Lorsqu’il agit comme plaignant devant le comité de discipline, le syndic ne joue pas un rôle équivalent à celui du procureur de la Couronne dans un dossier criminel ou pénal. Un examen sommaire du Code fait voir que le rôle du syndic s’apparente plus à celui du policier qui a pour fonction de faire enquête et s’il y a lieu de déposer une dénonciation; »

[31]         C’est donc dire que le syndic peut à la fois être plaignant et témoin lors de l’audition de la plainte qu’il a portée.

[32]         Le juge Dalphond explique également que le syndic n’est pas tenu d’agir de manière indépendante et impartiale face au professionnel. Il est normal qu’il prenne position.

[33]         Le Tribunal des professions dans l’affaire Choinière[5] réitère le principe voulant que le syndic n’a pas à faire preuve d’impartialité face au professionnel.

[34]         Bref, le Conseil est d’avis que le syndic adjoint peut très bien agir comme plaignant, dans le présent dossier, quant aux gestes dont il a été témoin dans le cadre de ses échanges avec l’intimé durant son enquête et témoigner devant le Conseil pour en faire la démonstration.
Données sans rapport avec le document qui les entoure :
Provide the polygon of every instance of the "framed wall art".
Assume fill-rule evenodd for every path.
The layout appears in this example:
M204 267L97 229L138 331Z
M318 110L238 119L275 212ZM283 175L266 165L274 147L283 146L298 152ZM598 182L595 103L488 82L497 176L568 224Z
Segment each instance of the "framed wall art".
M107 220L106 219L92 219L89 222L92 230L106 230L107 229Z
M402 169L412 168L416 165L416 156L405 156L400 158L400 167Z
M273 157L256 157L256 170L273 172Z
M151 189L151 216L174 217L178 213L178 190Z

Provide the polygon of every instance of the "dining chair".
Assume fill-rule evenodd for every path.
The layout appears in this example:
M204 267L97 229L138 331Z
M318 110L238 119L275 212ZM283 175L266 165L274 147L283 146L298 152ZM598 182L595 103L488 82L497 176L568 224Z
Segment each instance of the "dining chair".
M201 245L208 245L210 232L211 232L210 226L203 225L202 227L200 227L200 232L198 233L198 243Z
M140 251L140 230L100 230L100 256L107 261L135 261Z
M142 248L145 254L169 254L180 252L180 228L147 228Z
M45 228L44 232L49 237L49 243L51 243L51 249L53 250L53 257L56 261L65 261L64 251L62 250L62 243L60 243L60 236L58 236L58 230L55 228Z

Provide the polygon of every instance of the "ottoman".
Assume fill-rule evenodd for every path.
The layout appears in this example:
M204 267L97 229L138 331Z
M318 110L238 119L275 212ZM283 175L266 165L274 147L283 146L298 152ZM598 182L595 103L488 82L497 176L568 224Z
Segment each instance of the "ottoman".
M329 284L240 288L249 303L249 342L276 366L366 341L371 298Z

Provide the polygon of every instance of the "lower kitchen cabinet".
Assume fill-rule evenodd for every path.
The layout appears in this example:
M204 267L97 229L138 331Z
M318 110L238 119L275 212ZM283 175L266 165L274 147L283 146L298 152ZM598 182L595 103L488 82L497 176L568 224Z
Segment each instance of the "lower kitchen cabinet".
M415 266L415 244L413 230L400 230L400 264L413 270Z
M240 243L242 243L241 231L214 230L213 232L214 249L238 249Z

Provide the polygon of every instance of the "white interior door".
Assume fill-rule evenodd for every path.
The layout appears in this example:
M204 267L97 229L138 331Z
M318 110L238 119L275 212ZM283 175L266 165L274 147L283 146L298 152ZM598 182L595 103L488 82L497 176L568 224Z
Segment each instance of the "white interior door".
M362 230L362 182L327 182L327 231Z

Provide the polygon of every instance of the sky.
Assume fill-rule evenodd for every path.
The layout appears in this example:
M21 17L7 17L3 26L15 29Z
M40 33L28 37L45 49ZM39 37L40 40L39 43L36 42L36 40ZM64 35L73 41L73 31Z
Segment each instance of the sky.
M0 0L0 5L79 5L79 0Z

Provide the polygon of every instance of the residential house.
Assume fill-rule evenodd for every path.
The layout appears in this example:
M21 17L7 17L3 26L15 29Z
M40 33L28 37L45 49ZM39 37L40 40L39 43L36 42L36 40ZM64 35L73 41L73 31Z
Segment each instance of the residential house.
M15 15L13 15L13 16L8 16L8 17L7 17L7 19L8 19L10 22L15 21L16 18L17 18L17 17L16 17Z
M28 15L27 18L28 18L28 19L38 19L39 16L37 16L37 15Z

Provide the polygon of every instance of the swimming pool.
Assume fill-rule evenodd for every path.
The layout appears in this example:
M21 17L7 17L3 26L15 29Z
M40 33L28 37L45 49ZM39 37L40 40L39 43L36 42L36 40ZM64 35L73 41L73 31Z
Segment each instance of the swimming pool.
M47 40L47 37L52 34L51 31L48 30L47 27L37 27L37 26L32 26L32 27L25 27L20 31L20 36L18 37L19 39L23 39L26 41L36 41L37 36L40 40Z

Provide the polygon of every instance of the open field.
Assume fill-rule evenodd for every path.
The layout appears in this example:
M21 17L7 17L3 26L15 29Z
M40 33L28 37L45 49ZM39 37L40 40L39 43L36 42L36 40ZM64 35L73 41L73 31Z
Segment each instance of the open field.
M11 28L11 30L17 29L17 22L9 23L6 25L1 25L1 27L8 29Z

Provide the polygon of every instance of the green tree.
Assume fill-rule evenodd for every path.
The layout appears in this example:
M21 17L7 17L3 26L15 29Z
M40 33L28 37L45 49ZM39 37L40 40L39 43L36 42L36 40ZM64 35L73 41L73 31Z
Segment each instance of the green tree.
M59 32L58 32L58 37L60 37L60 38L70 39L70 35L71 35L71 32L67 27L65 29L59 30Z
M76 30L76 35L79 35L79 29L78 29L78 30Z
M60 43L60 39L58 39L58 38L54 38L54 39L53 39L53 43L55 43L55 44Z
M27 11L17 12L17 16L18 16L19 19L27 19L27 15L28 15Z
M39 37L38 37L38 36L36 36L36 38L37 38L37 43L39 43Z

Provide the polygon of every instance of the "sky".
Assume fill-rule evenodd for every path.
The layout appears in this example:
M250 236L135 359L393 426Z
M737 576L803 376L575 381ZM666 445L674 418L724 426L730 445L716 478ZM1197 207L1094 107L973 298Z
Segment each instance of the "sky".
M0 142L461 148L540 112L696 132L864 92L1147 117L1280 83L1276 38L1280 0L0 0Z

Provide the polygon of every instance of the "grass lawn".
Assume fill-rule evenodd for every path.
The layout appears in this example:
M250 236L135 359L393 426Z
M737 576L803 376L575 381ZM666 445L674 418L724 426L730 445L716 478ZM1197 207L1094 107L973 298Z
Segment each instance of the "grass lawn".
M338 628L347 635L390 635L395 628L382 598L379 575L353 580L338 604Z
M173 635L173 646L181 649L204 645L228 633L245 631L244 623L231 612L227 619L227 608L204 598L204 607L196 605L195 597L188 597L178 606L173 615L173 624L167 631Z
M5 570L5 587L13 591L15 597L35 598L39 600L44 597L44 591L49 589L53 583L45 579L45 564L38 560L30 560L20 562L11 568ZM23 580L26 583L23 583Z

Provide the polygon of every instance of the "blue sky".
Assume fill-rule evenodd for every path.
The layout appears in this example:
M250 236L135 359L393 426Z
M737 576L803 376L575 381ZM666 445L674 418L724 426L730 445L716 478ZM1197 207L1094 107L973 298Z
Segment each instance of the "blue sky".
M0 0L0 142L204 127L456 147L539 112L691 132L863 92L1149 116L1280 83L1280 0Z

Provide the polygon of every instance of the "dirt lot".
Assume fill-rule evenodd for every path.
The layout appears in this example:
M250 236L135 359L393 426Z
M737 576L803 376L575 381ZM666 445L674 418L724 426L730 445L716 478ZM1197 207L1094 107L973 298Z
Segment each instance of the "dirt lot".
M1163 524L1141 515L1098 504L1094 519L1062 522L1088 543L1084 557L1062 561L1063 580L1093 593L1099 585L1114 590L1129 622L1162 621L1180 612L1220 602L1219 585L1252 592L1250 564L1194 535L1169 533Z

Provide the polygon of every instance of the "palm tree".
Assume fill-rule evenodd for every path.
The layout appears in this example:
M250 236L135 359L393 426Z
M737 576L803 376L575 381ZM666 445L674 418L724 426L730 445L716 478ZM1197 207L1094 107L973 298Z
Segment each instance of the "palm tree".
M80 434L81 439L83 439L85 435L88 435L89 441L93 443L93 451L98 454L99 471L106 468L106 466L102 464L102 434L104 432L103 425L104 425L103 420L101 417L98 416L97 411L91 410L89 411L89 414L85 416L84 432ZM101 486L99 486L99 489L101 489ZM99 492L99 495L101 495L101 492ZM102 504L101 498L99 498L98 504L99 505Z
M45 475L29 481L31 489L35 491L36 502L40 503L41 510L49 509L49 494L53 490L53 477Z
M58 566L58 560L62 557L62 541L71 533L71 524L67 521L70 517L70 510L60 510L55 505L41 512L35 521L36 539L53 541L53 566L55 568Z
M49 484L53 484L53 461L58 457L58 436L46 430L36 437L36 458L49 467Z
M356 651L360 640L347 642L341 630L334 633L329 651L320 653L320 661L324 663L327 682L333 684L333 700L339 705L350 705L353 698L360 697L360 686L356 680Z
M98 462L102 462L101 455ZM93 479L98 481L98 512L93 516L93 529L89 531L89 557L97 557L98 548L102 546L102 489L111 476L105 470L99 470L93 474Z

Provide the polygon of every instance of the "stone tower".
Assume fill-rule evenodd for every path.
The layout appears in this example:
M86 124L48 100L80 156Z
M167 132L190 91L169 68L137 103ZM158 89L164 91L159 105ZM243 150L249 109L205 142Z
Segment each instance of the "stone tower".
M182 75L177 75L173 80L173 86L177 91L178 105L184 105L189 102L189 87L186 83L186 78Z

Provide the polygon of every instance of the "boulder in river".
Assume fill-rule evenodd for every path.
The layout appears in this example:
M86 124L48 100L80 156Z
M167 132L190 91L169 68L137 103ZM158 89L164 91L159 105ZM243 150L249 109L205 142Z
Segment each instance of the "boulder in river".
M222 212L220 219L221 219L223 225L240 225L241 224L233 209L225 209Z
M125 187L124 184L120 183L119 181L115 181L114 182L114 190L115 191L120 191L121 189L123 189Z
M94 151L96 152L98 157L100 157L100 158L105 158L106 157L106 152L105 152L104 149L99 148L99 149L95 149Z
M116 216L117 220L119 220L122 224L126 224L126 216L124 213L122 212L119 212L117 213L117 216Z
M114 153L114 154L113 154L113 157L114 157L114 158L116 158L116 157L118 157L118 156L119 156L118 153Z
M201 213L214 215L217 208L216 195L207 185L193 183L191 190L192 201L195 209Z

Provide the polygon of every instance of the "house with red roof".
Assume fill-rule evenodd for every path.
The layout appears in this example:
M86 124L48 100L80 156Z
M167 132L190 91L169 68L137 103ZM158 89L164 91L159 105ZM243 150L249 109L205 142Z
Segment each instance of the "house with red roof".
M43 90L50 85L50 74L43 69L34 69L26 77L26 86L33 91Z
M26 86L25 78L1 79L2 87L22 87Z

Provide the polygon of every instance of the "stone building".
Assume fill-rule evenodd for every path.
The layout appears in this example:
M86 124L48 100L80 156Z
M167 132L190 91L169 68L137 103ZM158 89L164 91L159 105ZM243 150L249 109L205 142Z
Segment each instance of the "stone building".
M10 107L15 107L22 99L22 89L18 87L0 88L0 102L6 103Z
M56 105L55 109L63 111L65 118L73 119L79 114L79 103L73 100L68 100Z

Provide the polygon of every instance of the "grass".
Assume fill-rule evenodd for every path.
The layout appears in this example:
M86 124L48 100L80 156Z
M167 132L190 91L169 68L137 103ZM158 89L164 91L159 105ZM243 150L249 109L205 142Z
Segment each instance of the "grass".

[35]         Cela ne privera pas l’intimé d’une défense pleine et entière. Il pourra contester le bien-fondé de cette plainte et présenter au Conseil tous les moyens de défense qu’il juge à propos.

[36]         À l’issue du processus disciplinaire, il reviendra au Conseil de décider si les gestes reprochés à l’intimé constituent une faute déontologique.

[37]         Le Conseil décide donc de rejeter la requête pour faire déclarer le syndic adjoint plaignant inhabile.

 

EN CONSÉQUENCE, LE CONSEIL, UNANIMEMENT :

REJETTE la requête de l’intimé;

CONVOQUE les parties pour procéder à l’audition sur culpabilité à être fixée.

 

 

 

__________________________________

Me MARIE-JOSÉE CORRIVEAU

Présidente

 

 

__________________________________

Me ELAINE DOYON

Membre

 

 

__________________________________

Me HÉLÈNE LEDUC

Membre

 

 

Me Stephen Wishart, syndic adjoint du Barreau du Québec

Partie plaignante

 

Me Iona Tudor

Procureure de la partie intimée

 

 

Date d’audience :

8 octobre 2015

 



[1]     2009 QCCS 5532 (CanLII).

[2]     Fullum c. Psychologues (Corp. professionnelle des), AZ- AZ-91041098 (T.P.); Hakim c. Opticiens d'ordonnances (Corp. professionnelle des), AZ-93041045 (T.P.); Tran c. Chimistes (Ordre professionnel des), 2000 QCTP 42; Parizeau c. Avocats (Ordre professionnel des), AZ-96041090 (T.P.); Legault c. Notaires (Ordre professionnel des), AZ-50141650 (T.P.); Legault c. Tribunal des professions, AZ-50166193 (QC C.A.); Khoury c. Technologistes médicaux (Ordre professionnel des), 2003 QCTP 120 (CanLII); Choinière c. Avocats (Ordre professionnel des), 2005 QCTP 57 (CanLII); Dubé c. Bernard , AZ-50360584 (Comité de discipline du Barreau du Québec); Rudick c. Morin, AZ-01041044 (Comité de discipline de l'Ordre des dentistes du Québec).

[3]     Barreau du Québec (Syndic adjoint) c. Me Séguin et Me Goulet, 2015 QCCDBQ 66 (CanLII),

[4] AZ-97021418; [1997] R.J.Q. 1701.

[5] Choinière c. Avocats (Ordre professionnel des), 2006 QCTP 124.